Mainly at myself….
I went to my back specialist today and like every other visit, he weighed me. Now, I do not own a scale, nor do I want to buy one, so those monthly visits are the only time I know what number is associated with my weight.
Now, before you start nitpicking at me, yes, I am overweight… I realize that…I have been that way for over 30 years…But, let me tell you this, before I suffered a severe back injury (that wasn’t brought on by weight although that does not really help), I used to go to the gym three times a week and I loved it. I didn’t lose a significant amount of weight, but I toned the hell out of my body and, despite still being plump, I wasn’t overly flabby.
Last time I was weighed was in January, after the Holidays. I was afraid that the scale would show a number that would anger me…but it didn’t…It was the exact same number it had been before. Going into the visit this time, I was afraid that the number would be higher… With that apprehension in mind, I stepped on it and indeed, I gained 3 pounds. Now, three pounds isn’t the end of the world, but I am so used to weighing the same thing that when that number changes, I start to wonder what I did wrong.
I had tried a “low impact” cardio exercise routine the day before and my back hurt after that…So my doctor recommended that I take 2, brisk 30 min walks a day. It doesn’t sound too bad…And I have an hour for lunch anyway. Summer is coming up and I think it is the best time to start this routine. So, I decided to walk a 30 min at lunch and 30 min when I get home. I am just going to leave my stuff in the car and walk as soon as I get home.

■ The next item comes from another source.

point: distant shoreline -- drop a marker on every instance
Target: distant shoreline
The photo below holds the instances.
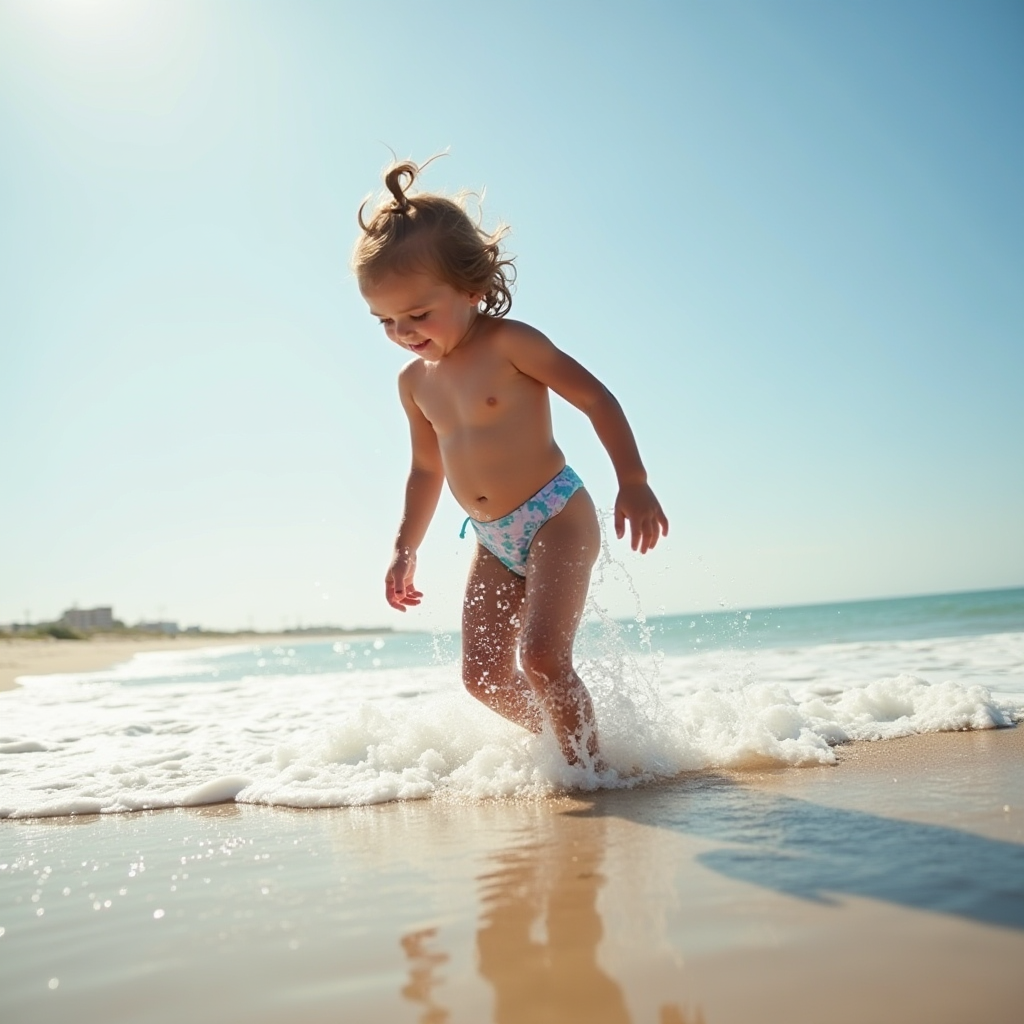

I live in front of a bike path (which pedestrians can also use) and that is the perfect place to take a walk.
Also, I am going to make small changes. Like lay off the coffee, try to reduce my portions, lay off the sugar (even I don’t eat a lot) and other things that are more or less good for you.
I dislike change, like most people…and I am not looking to diet. I tried Weight Watchers once, it did work, but I do not have the budget to dedicate to it right now. And like I said, I don’t want to diet, I’ll just be careful with the things I eat and try to eat less. I made my peace long ago that I will never be skinny… But, eating healthier and changing certain habits is always a positive thing.
But man, I never thought I would miss going to the gym soooo damn much…. It really does become a drug once you get used to it.